Well, freedom from generic competition for a while at least. Generally, most companies’ business plans specify some means to keep the competition at bay until the product can make a profit – when revenues start to exceed investments.

There are two ways for 505(b)(2) applications to obtain a market free from a duplicate: patent protection and exclusivity.

Patent Protection

Patent protection stems from being able to obtain a patent from the U.S. Patent and Trademark Office. The patent could cover the indication, formulation, or synthesis and could potentially block the approval of a generic version.

Exclusivity

Exclusivity is granted by the FDA under 21 CFR 314.108.  The periods of exclusivity are:

  • Three years: clinical studies essential for approval conducted by the applicant
  • Five years: NCE — old drugs never approved under an NDA
  • Seven years: orphan drug
  • Six months added on to existing exclusivity or patent life: pediatric studies

I’m going to focus on exclusivity. Let’s start with the fact that if your drug product does not require a clinical study for approval you obtain no exclusivity for your drug product. Unless you have a good patent, no exclusivity means that a generic can be approved as soon as it can be made, is shown to be bioequivalent, and winds it way through the Office of Generic Drugs. You’ll likely get at least 2 years on the market without generic competition.

What does “clinical study” mean in this context, though? Recall that all drug products approved in the US must meet the same standards — the NDA standard, containing all studies to show safety and efficacy. Applications differ on where the information comes from — ANDAs get their information from the reference listed drug (RLD) as long as there is no difference from the RLD. 505(b)(2)s get their information from an RLD plus information to show that differences do not affect safety and efficacy. This information comes from either the public domain or studies conducted by the applicant. These studies can include nonclinical (non-human) or clinical studies.
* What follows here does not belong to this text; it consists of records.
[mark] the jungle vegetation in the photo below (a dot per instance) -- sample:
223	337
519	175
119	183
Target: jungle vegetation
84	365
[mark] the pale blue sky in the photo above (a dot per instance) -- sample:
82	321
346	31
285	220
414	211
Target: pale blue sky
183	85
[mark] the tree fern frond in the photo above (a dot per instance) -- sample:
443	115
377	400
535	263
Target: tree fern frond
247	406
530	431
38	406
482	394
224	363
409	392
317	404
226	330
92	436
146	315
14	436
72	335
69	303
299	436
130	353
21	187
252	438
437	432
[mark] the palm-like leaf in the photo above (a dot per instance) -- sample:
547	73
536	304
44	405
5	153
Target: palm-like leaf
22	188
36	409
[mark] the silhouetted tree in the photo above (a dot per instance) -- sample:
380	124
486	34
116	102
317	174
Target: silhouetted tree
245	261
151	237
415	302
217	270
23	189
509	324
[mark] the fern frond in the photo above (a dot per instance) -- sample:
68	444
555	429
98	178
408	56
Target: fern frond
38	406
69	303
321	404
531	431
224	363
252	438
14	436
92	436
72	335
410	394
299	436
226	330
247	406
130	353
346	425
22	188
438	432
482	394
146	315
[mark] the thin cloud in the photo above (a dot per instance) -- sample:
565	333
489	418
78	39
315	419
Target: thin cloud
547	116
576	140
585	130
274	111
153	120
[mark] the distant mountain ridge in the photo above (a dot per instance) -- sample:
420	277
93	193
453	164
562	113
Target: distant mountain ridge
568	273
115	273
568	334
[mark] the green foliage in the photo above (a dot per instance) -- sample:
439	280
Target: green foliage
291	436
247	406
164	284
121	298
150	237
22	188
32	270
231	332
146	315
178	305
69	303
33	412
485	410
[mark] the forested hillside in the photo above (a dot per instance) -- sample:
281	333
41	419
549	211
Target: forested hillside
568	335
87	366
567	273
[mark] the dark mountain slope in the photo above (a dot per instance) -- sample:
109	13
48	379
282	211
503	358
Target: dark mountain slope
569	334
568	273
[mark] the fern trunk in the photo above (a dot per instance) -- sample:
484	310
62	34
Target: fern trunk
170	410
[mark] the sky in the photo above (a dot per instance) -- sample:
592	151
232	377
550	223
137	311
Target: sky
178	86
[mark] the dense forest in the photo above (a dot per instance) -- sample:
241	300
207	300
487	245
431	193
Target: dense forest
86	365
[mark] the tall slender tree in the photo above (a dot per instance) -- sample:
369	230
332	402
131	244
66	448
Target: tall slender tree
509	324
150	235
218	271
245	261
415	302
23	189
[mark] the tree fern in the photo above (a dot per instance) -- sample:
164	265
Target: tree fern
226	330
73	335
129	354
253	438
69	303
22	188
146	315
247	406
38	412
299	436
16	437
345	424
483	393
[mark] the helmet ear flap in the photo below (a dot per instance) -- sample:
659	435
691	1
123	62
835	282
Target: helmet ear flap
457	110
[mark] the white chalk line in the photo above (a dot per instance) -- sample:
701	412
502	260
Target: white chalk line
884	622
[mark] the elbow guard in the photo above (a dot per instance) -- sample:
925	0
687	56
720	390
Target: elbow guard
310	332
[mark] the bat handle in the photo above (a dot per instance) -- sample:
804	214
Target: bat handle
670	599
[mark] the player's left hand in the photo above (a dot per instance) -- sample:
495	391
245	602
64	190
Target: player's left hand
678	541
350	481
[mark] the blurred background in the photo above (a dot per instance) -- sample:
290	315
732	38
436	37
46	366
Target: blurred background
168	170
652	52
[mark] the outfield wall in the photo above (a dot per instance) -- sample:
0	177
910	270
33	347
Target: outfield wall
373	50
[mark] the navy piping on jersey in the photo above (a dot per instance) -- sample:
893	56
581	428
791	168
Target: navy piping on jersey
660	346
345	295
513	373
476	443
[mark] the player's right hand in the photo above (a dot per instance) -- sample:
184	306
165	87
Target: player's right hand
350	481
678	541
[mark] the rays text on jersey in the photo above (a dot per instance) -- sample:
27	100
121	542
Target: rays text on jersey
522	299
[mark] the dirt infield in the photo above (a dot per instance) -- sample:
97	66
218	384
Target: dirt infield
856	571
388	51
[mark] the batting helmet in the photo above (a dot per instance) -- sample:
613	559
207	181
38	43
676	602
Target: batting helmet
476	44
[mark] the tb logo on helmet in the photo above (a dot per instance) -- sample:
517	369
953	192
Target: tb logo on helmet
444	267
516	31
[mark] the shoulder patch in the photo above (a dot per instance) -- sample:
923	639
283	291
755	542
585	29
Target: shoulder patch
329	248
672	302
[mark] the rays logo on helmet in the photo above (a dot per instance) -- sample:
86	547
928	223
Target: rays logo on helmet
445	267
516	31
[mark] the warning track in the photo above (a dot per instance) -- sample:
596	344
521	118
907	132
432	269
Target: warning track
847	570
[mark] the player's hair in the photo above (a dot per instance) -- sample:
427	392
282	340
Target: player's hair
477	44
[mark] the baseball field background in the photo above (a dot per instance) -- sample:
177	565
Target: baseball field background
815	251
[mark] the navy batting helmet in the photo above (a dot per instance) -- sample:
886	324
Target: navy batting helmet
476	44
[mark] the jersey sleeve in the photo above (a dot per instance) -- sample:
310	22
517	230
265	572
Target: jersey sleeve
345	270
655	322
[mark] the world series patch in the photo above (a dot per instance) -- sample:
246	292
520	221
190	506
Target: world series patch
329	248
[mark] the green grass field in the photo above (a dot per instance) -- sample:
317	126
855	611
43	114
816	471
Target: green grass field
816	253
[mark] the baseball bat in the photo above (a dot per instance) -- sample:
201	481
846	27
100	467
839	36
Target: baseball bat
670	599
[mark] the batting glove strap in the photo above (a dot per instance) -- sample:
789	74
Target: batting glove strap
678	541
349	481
For purposes of exclusivity, Phase 1 and Phase 2a studies usually do not count as clinical studies, as they are usually conducted in a healthy population. Thus, Phase 2b and Phase 3 studies count as clinical studies for the purposes of determining exclusivity. There is a certain risk here, because the FDA does not make the determination of whether a clinical study was required for approval until the time of approval.